Чисты мы будем оба в Судный день,
когда нас трубы призовут к ответу.
Не исчезай… Мы искупили грех.
Мы оба неподсудны, невозбранны.
Достойны мы с тобой прощенья тех,
кому невольно причинили раны.
Не исчезай. Дай мне свою ладонь.
На ней написан я — я в это верю.
Тем и страшна последняя любовь,
что это не любовь, а страх потери.
Я сбежала из квартиры очень быстро под подозрительным взглядом Ярослава. Туфли не высохли за ночь, и я шла, морщась от того, что в них будто хлюпало.

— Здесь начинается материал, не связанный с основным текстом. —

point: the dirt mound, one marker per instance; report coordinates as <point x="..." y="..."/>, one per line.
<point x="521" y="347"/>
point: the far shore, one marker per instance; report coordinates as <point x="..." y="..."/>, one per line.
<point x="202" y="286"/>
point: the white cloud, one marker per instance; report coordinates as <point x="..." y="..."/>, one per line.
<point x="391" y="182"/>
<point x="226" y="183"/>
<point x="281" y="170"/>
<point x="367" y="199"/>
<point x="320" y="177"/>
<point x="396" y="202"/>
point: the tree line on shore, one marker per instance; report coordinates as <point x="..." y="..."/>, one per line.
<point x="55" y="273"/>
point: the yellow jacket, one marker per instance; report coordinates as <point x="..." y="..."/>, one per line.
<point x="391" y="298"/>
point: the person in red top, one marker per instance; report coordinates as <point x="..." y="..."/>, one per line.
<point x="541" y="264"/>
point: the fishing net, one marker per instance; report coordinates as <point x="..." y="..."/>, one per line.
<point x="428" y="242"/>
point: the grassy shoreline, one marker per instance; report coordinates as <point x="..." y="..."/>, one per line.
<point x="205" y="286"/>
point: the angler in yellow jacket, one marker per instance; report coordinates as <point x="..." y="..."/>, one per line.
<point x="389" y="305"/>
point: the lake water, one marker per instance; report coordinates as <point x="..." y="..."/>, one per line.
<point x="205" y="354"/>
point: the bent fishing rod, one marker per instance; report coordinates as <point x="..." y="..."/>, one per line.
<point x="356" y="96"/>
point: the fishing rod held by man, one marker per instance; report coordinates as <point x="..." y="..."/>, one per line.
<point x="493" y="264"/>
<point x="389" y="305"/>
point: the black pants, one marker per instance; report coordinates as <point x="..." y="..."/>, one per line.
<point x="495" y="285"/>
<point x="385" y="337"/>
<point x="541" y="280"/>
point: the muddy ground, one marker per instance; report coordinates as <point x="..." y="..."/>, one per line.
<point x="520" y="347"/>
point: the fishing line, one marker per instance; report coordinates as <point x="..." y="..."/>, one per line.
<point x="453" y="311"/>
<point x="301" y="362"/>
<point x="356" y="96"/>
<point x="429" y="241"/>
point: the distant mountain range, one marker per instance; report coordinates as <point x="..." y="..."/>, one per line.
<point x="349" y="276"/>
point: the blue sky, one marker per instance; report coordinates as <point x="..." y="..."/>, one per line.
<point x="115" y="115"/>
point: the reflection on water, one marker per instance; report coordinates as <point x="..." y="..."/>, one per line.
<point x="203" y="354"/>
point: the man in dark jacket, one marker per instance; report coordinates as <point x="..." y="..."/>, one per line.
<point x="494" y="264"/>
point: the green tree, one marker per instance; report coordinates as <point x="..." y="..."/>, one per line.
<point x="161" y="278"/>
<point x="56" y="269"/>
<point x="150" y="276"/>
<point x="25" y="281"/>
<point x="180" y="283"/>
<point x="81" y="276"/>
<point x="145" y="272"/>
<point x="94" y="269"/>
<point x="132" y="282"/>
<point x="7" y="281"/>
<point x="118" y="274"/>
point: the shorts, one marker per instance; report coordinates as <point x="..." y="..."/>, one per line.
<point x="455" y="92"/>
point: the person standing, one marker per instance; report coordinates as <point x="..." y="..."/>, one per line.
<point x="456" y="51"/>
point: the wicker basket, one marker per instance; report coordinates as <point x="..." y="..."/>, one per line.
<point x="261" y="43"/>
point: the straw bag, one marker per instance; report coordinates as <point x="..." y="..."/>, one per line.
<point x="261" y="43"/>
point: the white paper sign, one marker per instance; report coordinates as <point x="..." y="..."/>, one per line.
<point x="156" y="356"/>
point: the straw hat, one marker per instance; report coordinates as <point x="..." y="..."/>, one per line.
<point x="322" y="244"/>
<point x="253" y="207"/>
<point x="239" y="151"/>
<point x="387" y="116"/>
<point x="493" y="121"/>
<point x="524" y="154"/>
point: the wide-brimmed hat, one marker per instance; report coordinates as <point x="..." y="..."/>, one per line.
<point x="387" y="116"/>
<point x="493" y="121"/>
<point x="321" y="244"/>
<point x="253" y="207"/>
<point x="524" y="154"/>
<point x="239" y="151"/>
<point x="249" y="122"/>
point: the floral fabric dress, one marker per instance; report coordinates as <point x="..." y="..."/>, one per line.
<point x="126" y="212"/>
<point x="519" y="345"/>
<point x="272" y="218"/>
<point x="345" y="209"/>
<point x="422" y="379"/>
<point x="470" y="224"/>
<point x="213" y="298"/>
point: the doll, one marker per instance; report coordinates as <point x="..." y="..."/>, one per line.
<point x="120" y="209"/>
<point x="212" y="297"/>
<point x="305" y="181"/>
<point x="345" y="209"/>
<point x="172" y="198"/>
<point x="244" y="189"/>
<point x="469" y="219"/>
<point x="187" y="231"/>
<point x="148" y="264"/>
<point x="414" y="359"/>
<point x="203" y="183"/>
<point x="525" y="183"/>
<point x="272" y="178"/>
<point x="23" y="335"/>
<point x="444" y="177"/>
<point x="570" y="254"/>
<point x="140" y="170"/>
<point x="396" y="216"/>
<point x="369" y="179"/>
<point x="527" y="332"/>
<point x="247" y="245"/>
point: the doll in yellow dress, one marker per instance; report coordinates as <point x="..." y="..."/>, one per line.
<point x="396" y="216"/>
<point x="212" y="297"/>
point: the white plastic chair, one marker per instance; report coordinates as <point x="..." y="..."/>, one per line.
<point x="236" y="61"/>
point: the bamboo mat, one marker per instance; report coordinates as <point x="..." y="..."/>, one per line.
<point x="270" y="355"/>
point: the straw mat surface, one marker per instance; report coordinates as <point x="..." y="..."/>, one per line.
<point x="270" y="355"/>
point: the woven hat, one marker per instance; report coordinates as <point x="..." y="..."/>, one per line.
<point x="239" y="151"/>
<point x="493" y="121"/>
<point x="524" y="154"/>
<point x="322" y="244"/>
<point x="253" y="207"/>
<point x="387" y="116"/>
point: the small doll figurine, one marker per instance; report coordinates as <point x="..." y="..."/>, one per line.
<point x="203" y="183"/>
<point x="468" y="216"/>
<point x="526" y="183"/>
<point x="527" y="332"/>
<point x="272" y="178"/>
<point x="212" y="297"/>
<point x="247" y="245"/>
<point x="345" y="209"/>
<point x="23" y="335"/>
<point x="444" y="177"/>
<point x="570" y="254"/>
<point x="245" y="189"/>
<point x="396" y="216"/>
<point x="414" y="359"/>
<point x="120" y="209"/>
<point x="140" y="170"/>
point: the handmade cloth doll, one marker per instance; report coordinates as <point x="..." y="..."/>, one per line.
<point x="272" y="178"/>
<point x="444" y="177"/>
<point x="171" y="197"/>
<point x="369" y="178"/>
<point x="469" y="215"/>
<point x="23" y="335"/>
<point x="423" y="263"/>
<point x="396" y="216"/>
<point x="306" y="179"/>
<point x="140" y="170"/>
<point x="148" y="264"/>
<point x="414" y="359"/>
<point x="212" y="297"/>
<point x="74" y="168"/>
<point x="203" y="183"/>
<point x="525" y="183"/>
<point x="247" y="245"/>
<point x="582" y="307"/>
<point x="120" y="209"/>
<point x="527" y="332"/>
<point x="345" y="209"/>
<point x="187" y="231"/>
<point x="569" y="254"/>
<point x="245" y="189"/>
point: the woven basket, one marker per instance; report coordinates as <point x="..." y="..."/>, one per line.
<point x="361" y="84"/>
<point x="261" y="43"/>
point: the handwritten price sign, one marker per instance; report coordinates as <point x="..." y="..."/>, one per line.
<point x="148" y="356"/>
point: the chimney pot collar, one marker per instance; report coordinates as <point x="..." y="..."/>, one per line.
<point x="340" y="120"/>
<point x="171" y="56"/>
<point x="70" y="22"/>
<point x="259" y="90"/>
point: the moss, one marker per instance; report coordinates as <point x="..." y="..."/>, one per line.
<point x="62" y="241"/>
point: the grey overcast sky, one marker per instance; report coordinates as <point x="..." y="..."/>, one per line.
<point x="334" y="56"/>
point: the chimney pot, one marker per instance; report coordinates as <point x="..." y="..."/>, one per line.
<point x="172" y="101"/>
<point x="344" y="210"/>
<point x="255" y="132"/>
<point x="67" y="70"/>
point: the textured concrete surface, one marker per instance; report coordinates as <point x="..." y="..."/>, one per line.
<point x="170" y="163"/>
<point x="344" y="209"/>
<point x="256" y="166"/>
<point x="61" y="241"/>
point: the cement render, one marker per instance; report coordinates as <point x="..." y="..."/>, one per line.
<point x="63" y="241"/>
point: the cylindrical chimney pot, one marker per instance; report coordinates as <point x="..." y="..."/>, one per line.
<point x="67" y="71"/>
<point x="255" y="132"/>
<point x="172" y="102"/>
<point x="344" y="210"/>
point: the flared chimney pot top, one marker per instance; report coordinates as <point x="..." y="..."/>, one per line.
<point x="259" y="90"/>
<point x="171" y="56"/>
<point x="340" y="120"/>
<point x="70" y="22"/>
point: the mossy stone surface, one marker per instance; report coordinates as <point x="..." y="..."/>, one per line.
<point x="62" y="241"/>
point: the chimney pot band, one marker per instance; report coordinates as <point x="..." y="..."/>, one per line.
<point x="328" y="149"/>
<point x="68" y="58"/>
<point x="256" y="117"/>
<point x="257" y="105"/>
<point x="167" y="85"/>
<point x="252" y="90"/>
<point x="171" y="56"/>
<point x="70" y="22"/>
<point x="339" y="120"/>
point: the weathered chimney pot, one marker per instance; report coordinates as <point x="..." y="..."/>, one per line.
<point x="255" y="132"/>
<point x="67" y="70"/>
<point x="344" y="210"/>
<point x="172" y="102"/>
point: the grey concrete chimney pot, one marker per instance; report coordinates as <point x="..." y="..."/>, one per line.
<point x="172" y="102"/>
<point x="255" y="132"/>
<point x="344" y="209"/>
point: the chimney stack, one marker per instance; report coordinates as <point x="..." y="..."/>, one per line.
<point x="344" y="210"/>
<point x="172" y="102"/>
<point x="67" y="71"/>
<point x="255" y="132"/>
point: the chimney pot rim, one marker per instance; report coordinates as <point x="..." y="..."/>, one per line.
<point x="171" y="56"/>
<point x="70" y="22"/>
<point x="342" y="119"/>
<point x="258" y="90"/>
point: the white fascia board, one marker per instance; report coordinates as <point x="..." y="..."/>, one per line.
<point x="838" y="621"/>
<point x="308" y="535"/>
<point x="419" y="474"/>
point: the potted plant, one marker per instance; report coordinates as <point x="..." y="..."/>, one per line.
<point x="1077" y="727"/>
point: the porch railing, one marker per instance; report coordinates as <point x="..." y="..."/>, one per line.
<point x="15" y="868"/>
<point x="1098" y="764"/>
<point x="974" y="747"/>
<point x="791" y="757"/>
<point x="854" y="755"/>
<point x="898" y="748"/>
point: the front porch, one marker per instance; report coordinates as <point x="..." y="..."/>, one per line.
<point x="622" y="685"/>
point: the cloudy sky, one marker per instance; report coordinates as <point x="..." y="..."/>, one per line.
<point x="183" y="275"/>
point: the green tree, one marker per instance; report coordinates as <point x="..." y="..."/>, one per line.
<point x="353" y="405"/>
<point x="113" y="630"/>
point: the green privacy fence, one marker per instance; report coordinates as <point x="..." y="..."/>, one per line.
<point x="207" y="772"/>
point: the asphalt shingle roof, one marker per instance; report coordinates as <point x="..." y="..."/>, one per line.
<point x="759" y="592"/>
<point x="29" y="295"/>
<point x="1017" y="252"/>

Хорошо на работе была сменка — кроссовки не офисный стиль, но мне было абсолютно все равно. Мне вообще было все равно. Я не могла думать, не могла дышать нормально. Лара писала, с вопросом что и как? А что мне ей было ответить, что я мало того, что спала с ее мужем, так еще и ее бизнес гроблю.
— Злат, ты в порядке? — Людмила, заглянувшая в мой кабинет, удивленно взирала на меня с порога. — Я тут уже пять минут стою, а ты в ступоре пребываешь.
— Да, я… Все хорошо.
— Ну смотри, а то я могу Столова сама отпустить, если болеешь, так лучше дома день отлежись.
— А что так можно? — удивленно вскинула я голову.
— А ты что на больничном не была ни разу? Шеф вроде не запрещал, — усмехнулась Люда. Но как-то улыбка ее быстренько померкла.
Нет… Ни разу…Не была… Только, когда мама…
— Если босс решила взяться за патентное право, то его можно и дома позвучать. Езжай, а то мне на тебя смотреть страшно. Может у тебя Эбола какая-нибудь…
Когда я прикатила средь бела дня домой, мама поначалу испугалась, а потом… она была умной женщиной, налила мне огромную чашку сладкого чая, положила шарлотку на синее блюдечко, а сама ушла с Сашкой гулять. А я сидела и ревела, глотала слезы вместе с воздушным тестом и пропеченными яблоками с корицей.